Les montants réclamés peuvent aller « de 500 à 1.000 euros »

« Nous voulons que les personnes qui étaient exonérées jusque-là et dont le revenu n’a pas augmenté continuent à bénéficier de cette exonération en 2015. Nous allons préparer une disposition législative en ce sens ». Les députés socialistes avaient alerté lundi Valls » sur l’explosion de la taxe foncière qui touche de nombreux citoyens retraités », une situation selon eux « insupportable pour nombre » d’entre eux.

Ces retraités, « nombreux à toucher de petites retraites, souvent en dessous de 1.000 euros », ont découvert « qu’ils devraient désormais s’acquitter de la taxe foncière, dont ils étaient exonérés jusqu’à présent », soulignaient-ils dans un courrier au Premier ministre. Les montants réclamés pouvant aller « de 500 à 1.000 euros ».

Des précisions sur le dispositif mis en place par le gouvernement, en liaison avec le groupe socialiste à l’Assemblée, seront données dans la semaine, avait-on appris samedi auprès de Matignon. Le président François Hollande lui-même avait promis jeudi que le problème serait réglé et le cabinet de Christian Eckert avait assuré de son côté vendredi que le gouvernement proposerait « dès la semaine prochaine » un dispositif en ce sens.

Le problème soulevé par les députés est une conséquence de la suppression de la demi-part des veufs, votée en 2008 par la majorité précédente. Cette demi-part fiscale profitait auparavant aux parents isolés ou aux veufs et veuves ayant eu un enfant.
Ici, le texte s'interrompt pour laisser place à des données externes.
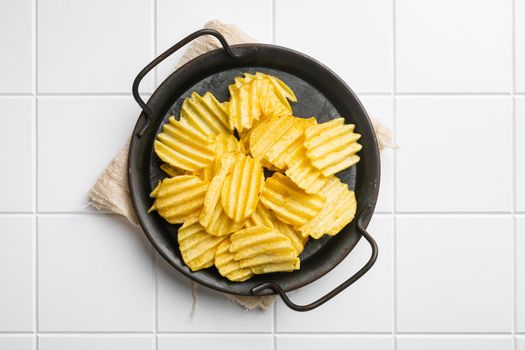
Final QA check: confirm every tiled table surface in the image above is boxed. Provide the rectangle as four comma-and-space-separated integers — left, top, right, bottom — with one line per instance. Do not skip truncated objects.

Cet avantage devait se réduire petit à petit, jusqu’à disparaître totalement en 2014.

« Nous corrigeons ainsi une mesure prise sous Nicolas Sarkozy »

Une fois au pouvoir, la gauche n’est pas revenue sur cette suppression. Le bénéfice n’a été maintenu que pour les personnes ayant élevé seules leurs enfants pendant au moins cinq ans. Selon Bercy, les effets de cette suppression ne se font sentir qu’aujourd’hui, en rendant les contribuables concernés « redevables de la taxe d’habitation et, pour ceux qui sont propriétaires, de la taxe foncière ».

Des élus socialistes de différentes tendances figuraient parmi les signataires du courrier adressé à Manuel Valls, parmi lesquels le « spécialiste des élections » du PS Christophe Borgel, le « frondeur » Christian Paul, l’une des porte-parole des députés, Annick Lepetit, ou encore l’ancienne secrétaire d’Etat Valérie Fourneyron.

Dans un communiqué dimanche, Borgel s’est « réjoui de voir que le gouvernement a entendu cet appel » : « Alors que nous venons de voter une baisse de l’impôt sur le revenu pour 8 millions de Français, il était indispensable de rester cohérent et que le bénéfice de cette mesure favorable au pouvoir d’achat ne soit pas annulé par une autre mesure pénalisant lourdement ces retraités ». « Nous corrigeons ainsi une mesure prise sous Nicolas Sarkozy », a-t-il conclu.